Multivariable Plots: Body Mass Index & Systolic BP, by gender and age

Just copy this:

library(dplyr)
heart2 <- heart %>% 
  mutate(age_cat = cut(RIDAGEYR,c(0,30,55,100)))

Recreate theirs first

ggplot(heart2, aes(x = BMXBMI, y = BPXSAR)) +
  geom_point() +
  stat_smooth(aes(colour = gender), method = "lm") +
  facet_wrap(~age_cat) +
  labs(x = "Body Mass Index"~(kg/m^2), y = "Systolic BP (mmHg)")

Try with facet grid, update labels

ggplot(heart2, aes(x = BMXBMI, y = BPXSAR)) +
  geom_point() +
  stat_smooth(aes(colour = gender), method = "lm") +
  facet_grid(gender~age_cat) +
  labs(x = "Body Mass Index"~(kg/m^2), y = "Systolic BP (mmHg)")

Play with colors!

ggplot(heart2, aes(x = BMXBMI, y = BPXSAR, colour = gender)) +
  geom_point(alpha = .5) +
  stat_smooth(method = "lm") +
  facet_grid(gender~age_cat) +
  theme_minimal() +
  labs(x = "Body Mass Index"~(kg/m^2), y = "Systolic BP (mmHg)") +
  scale_color_manual(values = c("#B47CC7", "#D65F5F"), guide = FALSE)
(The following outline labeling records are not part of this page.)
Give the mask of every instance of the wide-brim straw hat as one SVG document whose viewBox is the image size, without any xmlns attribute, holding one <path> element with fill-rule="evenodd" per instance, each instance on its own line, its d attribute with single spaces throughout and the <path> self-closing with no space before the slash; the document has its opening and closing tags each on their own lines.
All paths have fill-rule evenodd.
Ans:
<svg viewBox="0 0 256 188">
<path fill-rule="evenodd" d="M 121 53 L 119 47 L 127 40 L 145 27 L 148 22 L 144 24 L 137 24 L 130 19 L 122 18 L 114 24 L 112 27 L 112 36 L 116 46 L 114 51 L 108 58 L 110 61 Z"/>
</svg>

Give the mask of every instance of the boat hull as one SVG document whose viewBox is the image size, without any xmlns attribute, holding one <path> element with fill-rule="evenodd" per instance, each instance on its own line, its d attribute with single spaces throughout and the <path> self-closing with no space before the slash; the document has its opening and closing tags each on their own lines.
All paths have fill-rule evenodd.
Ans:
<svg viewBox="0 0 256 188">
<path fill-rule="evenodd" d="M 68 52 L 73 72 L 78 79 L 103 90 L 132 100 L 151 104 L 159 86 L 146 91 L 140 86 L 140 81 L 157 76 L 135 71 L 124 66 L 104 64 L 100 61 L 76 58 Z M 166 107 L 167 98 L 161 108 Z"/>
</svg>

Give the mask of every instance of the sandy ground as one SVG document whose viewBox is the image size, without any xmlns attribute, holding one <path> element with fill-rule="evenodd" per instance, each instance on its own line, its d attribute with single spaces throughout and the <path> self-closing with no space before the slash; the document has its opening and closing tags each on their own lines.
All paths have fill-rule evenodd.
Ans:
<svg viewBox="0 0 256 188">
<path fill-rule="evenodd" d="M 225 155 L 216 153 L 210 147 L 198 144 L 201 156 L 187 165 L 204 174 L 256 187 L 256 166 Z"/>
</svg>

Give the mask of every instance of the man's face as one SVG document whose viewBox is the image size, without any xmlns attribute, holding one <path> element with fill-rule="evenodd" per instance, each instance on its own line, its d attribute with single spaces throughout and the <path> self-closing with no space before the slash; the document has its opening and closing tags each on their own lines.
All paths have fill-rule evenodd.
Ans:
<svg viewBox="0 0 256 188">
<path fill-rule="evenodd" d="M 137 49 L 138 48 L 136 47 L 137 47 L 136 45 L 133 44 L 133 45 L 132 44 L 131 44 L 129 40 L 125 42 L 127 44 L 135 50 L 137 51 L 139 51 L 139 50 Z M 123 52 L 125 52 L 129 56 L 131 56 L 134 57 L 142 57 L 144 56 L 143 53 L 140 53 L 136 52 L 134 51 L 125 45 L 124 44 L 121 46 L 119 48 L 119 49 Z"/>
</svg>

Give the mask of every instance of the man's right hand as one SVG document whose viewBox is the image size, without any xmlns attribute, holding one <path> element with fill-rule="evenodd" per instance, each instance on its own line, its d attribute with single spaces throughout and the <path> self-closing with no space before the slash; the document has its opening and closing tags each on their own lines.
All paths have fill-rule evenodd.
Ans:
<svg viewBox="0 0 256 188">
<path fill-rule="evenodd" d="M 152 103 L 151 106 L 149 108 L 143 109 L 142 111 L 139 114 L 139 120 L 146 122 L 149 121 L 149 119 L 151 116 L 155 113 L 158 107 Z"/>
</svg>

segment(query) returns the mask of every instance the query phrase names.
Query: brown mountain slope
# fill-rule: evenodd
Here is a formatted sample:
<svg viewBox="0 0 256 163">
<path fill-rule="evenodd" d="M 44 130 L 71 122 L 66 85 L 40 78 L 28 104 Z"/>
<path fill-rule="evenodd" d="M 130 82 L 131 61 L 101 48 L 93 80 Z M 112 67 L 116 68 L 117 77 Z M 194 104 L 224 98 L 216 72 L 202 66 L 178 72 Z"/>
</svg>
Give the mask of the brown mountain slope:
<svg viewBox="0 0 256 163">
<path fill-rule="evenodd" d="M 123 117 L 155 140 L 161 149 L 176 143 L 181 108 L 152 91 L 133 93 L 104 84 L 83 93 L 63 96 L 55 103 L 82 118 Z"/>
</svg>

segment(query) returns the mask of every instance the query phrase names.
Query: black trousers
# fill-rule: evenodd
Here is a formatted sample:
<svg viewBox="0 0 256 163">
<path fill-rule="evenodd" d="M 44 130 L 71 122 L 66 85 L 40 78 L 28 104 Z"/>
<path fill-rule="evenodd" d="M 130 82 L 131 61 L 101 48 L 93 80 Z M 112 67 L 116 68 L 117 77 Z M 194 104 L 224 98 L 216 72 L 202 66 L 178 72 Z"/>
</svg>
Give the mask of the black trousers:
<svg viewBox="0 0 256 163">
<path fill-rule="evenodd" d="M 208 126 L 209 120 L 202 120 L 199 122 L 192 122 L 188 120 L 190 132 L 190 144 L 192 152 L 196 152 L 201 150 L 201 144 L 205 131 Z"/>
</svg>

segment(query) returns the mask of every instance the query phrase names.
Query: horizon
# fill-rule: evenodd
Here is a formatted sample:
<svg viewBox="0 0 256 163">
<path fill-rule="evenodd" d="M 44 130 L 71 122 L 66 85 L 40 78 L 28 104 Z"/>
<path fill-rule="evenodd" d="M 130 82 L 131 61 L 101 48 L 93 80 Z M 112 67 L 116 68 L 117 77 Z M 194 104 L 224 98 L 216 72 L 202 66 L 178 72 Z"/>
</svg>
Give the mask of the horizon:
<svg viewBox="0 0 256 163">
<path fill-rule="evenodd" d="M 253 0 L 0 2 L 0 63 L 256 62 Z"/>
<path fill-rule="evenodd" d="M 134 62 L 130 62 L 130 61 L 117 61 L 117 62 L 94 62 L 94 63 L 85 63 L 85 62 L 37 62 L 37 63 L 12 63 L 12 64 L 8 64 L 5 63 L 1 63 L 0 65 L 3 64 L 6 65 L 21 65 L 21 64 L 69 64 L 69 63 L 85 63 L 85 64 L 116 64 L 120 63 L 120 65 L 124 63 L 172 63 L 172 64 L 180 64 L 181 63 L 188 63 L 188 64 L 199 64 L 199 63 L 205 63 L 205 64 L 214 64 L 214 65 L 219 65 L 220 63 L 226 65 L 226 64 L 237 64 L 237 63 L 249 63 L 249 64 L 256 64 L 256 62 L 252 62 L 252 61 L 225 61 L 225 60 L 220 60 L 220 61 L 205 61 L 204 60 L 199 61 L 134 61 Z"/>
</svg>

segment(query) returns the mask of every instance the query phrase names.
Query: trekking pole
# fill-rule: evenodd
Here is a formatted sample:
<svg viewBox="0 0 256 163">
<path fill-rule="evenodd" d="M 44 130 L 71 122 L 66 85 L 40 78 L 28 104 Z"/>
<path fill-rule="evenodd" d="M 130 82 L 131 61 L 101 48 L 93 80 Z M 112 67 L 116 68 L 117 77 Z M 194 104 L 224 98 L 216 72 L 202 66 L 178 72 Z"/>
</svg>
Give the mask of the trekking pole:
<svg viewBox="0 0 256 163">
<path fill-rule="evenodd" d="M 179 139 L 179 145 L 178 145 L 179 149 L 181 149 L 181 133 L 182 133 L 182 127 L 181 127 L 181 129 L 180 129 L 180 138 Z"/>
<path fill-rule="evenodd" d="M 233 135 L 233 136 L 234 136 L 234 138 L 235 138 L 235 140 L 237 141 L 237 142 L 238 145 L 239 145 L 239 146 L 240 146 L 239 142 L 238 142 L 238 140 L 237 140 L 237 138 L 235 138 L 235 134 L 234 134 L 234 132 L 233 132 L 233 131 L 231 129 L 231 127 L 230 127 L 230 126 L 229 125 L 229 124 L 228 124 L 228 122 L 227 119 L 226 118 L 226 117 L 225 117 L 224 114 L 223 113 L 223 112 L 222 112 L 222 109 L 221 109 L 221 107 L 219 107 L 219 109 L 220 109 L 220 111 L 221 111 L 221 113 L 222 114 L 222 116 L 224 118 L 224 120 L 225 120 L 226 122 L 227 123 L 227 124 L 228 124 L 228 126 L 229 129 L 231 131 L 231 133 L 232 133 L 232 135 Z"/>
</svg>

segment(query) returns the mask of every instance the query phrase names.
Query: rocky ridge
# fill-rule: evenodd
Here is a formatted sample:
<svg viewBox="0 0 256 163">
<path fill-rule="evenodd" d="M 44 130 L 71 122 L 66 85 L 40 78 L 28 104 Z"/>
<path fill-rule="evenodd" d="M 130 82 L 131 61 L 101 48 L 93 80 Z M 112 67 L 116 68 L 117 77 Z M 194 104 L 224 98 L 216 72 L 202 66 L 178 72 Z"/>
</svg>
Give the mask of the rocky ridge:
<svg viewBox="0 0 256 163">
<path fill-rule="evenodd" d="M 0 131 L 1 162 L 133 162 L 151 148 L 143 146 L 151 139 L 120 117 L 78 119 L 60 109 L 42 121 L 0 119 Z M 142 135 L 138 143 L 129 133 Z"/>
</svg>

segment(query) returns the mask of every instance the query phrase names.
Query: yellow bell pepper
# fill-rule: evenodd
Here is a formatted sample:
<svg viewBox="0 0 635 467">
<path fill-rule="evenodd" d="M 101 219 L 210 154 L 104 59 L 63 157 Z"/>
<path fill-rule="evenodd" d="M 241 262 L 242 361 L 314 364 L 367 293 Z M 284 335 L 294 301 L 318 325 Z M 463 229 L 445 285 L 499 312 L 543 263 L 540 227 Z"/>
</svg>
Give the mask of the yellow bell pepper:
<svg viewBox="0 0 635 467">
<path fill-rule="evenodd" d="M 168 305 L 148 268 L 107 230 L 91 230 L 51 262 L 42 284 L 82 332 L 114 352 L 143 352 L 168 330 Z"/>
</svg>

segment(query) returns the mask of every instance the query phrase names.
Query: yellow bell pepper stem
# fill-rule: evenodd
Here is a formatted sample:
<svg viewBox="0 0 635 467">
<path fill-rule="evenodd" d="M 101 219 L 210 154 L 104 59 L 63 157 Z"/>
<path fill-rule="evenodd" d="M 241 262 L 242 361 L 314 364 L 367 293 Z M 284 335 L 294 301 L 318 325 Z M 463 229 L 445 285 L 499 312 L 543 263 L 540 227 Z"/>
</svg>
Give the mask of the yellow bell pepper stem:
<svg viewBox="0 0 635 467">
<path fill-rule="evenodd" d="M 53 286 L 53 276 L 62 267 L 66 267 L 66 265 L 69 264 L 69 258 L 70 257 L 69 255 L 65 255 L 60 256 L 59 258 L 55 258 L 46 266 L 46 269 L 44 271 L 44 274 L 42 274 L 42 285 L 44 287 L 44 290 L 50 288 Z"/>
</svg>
my_colors <- c("#C4AD66", "#77BEDB")
ggplot(heart2, aes(x = BMXBMI, y = BPXSAR, colour = gender)) +
  geom_point(alpha = .5) +
  stat_smooth(method = "lm") +
  facet_grid(gender~age_cat) +
  labs(x = "Body Mass Index"~(kg/m^2), y = "Systolic BP (mmHg)") +
  scale_color_manual(values = my_colors, guide = FALSE)